The first butterfly to feature on the melancholy month of Irish extinctions is the Large Copper
The Large Copper L.dispar dispar became extinct in England around 1864 due to the great reduction and drainage of it’s marshy fen habitat. This was a result of the expanding human population at that time. In 1909 an attempt was made to introduce a subspecies L.dispar rutilus which was commonly found in Europe but this was only a partial success and required constant management of the fen to ensure that the larval foodplant of Giant Water Dock was available in sufficient quantities and growing in the right places.

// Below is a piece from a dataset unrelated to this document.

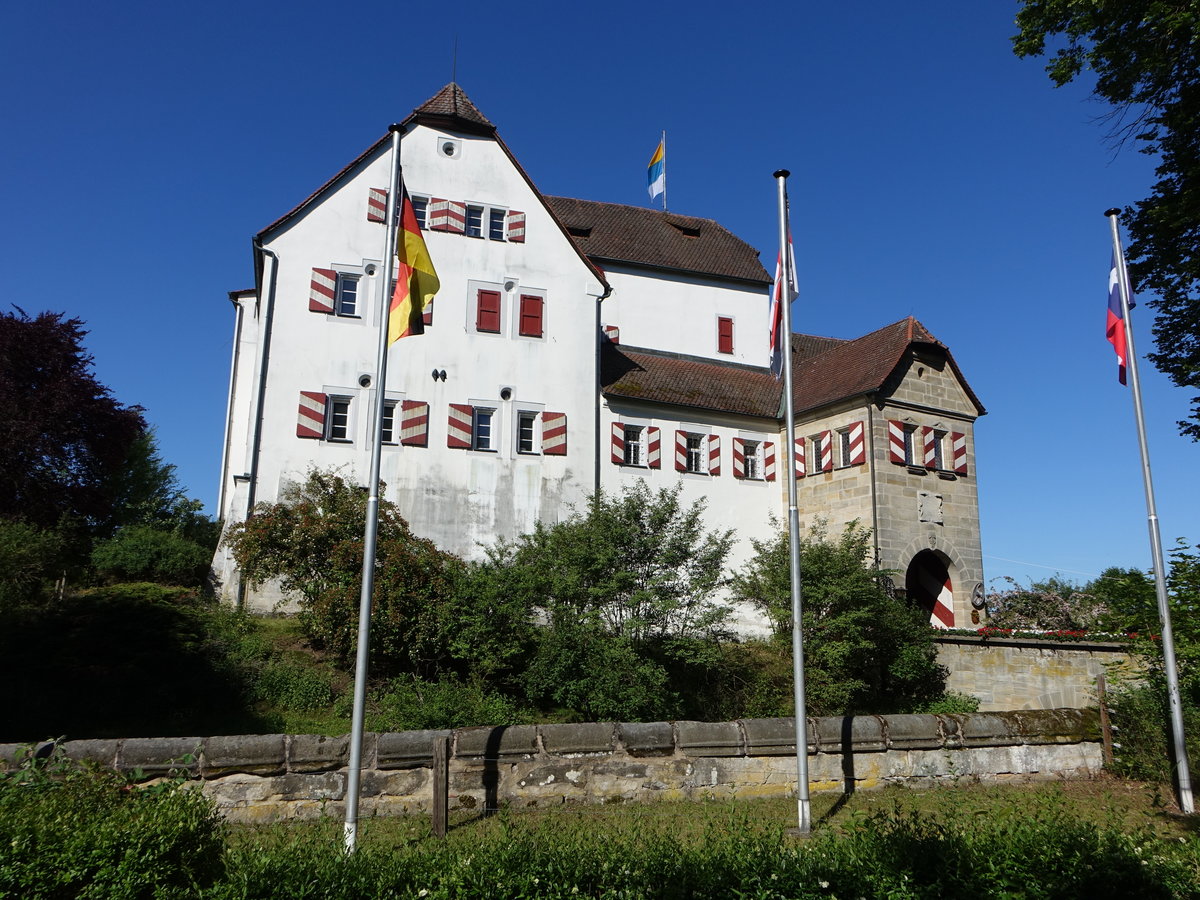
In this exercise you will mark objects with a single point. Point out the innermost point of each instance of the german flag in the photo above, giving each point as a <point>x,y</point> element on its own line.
<point>417,280</point>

About 1912 Mr.W.B. Purefoy lent lands including a snipe bog in Greenfields, Co.Tipperary so that an attempt could be made to introduce the Large Copper to Ireland. Preliminary work commenced by way of clearing the land and planting the roots of Giant Water Dock which were imported from England. Capt. E.B. Purefoy oversaw the project and in May 1913 ten dozen larvae of L.dispar rutilus were imported from Herr H. Ragnow of Berlin but these produced only eight butterflies. In May 1914 Capt. Purefoy travelled to Germany and collected nearly 700 larvae in the marshes north of Berlin but when he returned to Ireland it was found that most of these larvae were parasitised and as a result only about 300 butterflies actually emerged. However a spell of good weather helped and these butterflies quickly set about laying eggs on the Giant Water Dock and for the first time a breeding colony had been established in Ireland.
With careful management the colony survived until 1928 but that was it’s last year in existence and sadly it died out. A further re-introduction attempt was made and these butterflies survived until about 1938. A last attempt was made in 1943 and this colony survived until about 1953.
They were the last of the Irish Large Coppers and no further re-introduction attempts have been made.